After the installation of the first communist government in Romania, the Romanian Communist Party began to implement the planned or command economy.
According to the Marxist economic model, planned or command economy could predict and prevent the crises of capitalism. After the installation of the first communist government in Romania on March 6, 1945, the Romanian Communist Party began to implement this model. The pace of transition from a free market economy to a centralised and planned economy lasted for a few years, but its objectives were well-defined and were eventually carried through.
In practice, however, planned economy not only failed to achieve what it had set out to do, but it also restricted its freedom and made it more rigid, before eventually becoming bankrupt. It all started with the nationalisation or confiscation of the means of production, followed by the adoption of Marxist economy theory and the arrival of Soviet advisors. The fundamental institution was the State Planning Commission, whose president enjoyed the position of minister. Anton Moisescu was the president of the State Planning Commission in the 1950s.
He gave an interview in 1995 in which he recounted a number of measures meant to improve command economy: “My activity at the State Planning Commission focused on rebalancing the development of the country’s economic sectors that had fallen behind, in particular because of the building of the Danube-Black Sea Canal which was consuming so many of our resources. Its construction was unjustified economically speaking, but everybody knew it was only justified in strategic terms, going back to Stalin’s time. So we were given the task to carry out a comprehensive study and come up with proposals to rebalance the national economy. The result was that a number of enterprises and investments that were not urgently necessary at that time were put on hold. There was also a discussion about the Giurgiu bridge between Romania and Bulgaria which we didn’t need all that much. It was much more useful to Bulgaria and the Soviet Union because it provided a direct connection between Bulgaria and the Soviet Union and between Bulgaria and the rest of Europe. Economically speaking, the bridge was not very useful to us and we put a lot of money into it. We were unable to put an end to the building works, which were in their final stage and very little work still remained to be done. We did, however, halted works on the Danube-Black Sea Canal, which was still very important to the Soviets, despite the fact that Stalin had died.”

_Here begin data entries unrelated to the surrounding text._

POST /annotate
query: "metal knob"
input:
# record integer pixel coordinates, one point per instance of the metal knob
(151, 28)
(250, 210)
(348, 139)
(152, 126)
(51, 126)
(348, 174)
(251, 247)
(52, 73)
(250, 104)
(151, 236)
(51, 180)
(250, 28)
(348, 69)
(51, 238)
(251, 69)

Economically unrealistic but politically important projects such as the Danube-Black Sea Canal were a burden on the planned economy. Anton Moisescu explains: “Based on the study we made, a discussion started in which the Soviet representatives intervened. At the time, in Romania there still were Soviet advisors and Red army representatives, unfortunately. They still had a heavy say here in Romania. They sent a central commission in order to make an analysis, but, instead, they undertook an investigation. Eventually, they wanted to put the blame on us, claiming that we were incompetent when we made that study. The then party and government did not accept their conclusion and the construction of the canal was ceased because, according to our calculations, the canal was not going to be useful for Romania, under those circumstances, not even in the 30 years after its completion. Today the canal has more importance and in time it will begin to be more profitable, because even now it is not being used at its full capacity. The Danube now provides a link with the entire European continent, but that was not so at that time. The then Romanian leaders did not give up their decision, but they had to make concessions to the Soviet commission and to replace the entire board of the Planning Commission. At first, they replaced all the vice presidents and then the president, Miron Constantinescu.”
Economist and professor Costin Kiriţescu was interviewed by the Center for Oral History of the Romanian Radio Broadcasting Corporation in 1994. According to him, in the context of an authoritarian political regime, a planned and coordinated economy needed an institution such as the State Planning Commission.
Costin Kiriţescu: “The State Planning Commission was a necessary body for a planned, centralized economy, as was the Romanian economy. Such a centralized system could not operate without a plan, and the State Planning Commission was created to elaborate this plan. But the economic life of a country is too complex, there are so many unknown aspects, which even the best planners fail to grasp. Therefore, state planning is one thing, and economic activity proper is another thing. Hence the conflicts that emerged and which turned into political conflicts, because the mentality was that the plan could not be implemented because of the class enemy that was opposed to the fulfillment of the plan. As a conclusion, the State Planning Commission was an organization inherent to a given economic system. All in all, the results were worse and worse, until the economy reached the state it had before the December 1989 revolution. The discrepancy between planning and the reality on the ground was so big that a crisis emerged. And then came the Revolution”.
The experiment of planned economy in Romania came to an end in 1989. Although between 1945 and 1989 the development of several economic sectors was boosted, development could have been achieved with lower costs than those set as part of the planned economy.